28 May 2008

The Irish Rural Dwellers Association were before the Oireachtas Environment Committee yesterday pressing home their argument that An Bord Planala has an anti rural bias. They pointed out – correctly - that the make up of an Bord doesn’t follow the rules which govern its own establishment in that there is an overrepresentation of Irish Congress of Trade Union nominees but nobody to represent the Irish rural tradition. (The IRDA took out a full page ad about this in one of the national newspapers a while back. It generated absolutely no discussion whatsoever – maybe when the incorrect set up of the Bord has an effect on some dodgy Ballsbridge application, Dublin will take notice.) 

Anyway, during yesterday’s IRDA submission a more interesting citation of Bord Planala bias came up – apparently, some Dublin based think tank is putting together new guidelines for building houses in the countryside. At one of their meetings a couple of weeks back, a Bord Planala Inspector invited to participate said something to the effect that she was against any type of rural development whatsoever. (!) I hope she doesn’t allow this deeply personal view cloud her official responsibility to implement stated government policy which, as it currently stands, favours some types of development.

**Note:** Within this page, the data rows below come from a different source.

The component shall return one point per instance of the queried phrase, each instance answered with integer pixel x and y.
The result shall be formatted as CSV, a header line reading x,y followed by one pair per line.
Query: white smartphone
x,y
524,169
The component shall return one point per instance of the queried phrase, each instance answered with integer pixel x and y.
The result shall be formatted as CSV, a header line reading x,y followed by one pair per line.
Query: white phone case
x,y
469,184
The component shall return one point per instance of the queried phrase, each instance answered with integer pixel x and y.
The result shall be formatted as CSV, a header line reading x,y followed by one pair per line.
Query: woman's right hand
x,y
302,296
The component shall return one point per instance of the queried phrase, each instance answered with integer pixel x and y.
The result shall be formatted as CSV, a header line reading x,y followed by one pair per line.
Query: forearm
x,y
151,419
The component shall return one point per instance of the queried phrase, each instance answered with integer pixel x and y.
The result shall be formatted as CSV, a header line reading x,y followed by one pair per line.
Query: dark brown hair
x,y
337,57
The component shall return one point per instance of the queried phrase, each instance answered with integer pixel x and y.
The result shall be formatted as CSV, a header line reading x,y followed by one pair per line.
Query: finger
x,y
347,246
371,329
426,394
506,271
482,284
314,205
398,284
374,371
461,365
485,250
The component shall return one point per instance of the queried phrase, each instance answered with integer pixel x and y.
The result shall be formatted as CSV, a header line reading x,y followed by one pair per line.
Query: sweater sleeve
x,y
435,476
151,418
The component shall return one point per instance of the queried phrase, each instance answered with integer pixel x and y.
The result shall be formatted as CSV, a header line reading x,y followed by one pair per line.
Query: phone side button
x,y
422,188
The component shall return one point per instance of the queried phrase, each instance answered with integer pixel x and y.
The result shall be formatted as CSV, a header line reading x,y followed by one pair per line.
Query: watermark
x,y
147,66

The IRDA gets unfair treatment in the media. They're treated like crackpots. A piece in the Irish Times a few weeks back, which included a photograph of a non IRDA member and bona fide crackpot, was so unwarrented. As I understand their position, the IRDA aren't calling for a rural planning free for all. All they want is for the DoE and the County Councils to acknowledge that rural living is a legitimate part of Irish life and engage in a discussion leading to appropriate and proportionate policies. Is this too much to ask?